The researchers discovered that, when a molecule responsible for dialing down the immune system malfunctions in the brain cells of mice, the rodents develop symptoms of Alzheimer’s disease.
Alzheimer’s disease is characterized by an excessive buildup of proteins into plaques that are likely to cause brain cells to die and lose their connections to other neurons. However, the underlying biological problems behind Alzheimer’s are not yet understood.
Researchers in the university’s department of neurology examined slices of the brains of Alzheimer’s patients who had died, and discovered abnormally low levels of the molecule involved in the body’s response to infection. That molecule allows the brain to detect and respond to TGF-beta, a protein teeming through human bodies and involved in fighting infection.
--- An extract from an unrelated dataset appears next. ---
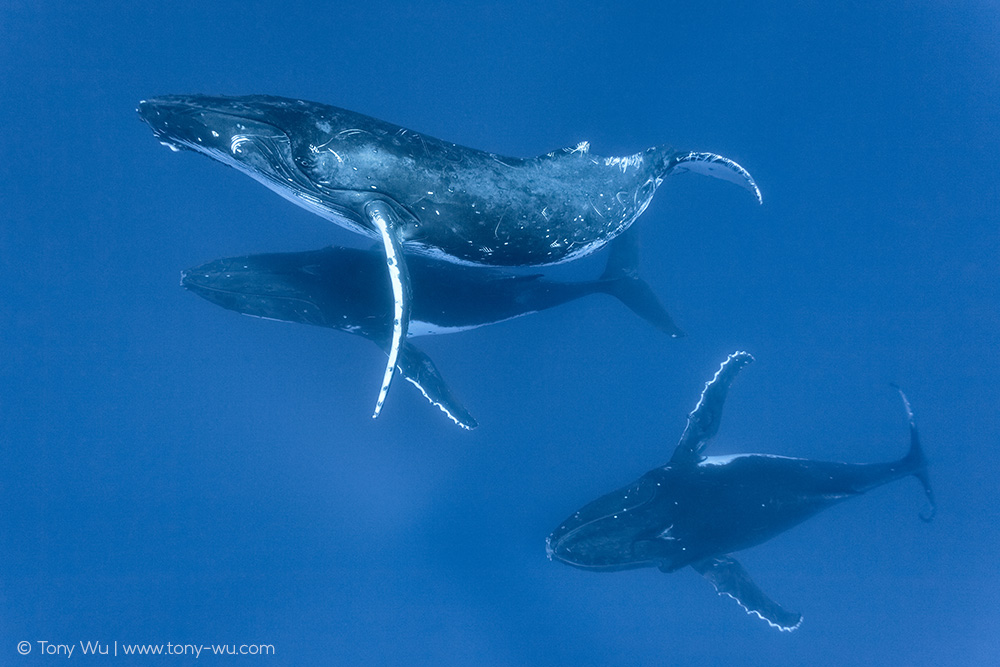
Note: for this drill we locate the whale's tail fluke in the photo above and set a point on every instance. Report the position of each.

Scientists attempted to investigate the effects of TGF-beta on neurons that could help prevent Alzheimer’s. “We tried to see what happens if we block neurons from getting this beneficial signal,” explained Tony Wyss-Coray, associate professor of neurology at Stanford University.
The mice were genetically engineered with a defect similar to the one they found in the brains of Alzheimer’s patients and had brain cells that could no longer respond to TGF-beta’s signal. Unable to receive the beneficial TGF-beta signal, the rodents showed signs of Alzheimer’s disease. Brain cells died as the mice grew older, and the cells failed to make connections to other brain cells.
In the past, researchers have tried using molecules that work like TGF-beta to provide protection against Alzheimer’s, but the proteins are too large to enter the brain through the bloodstream. To sidestep that problem, the researchers are working to identify small molecules that can boost the TGF-beta pathway in neurons.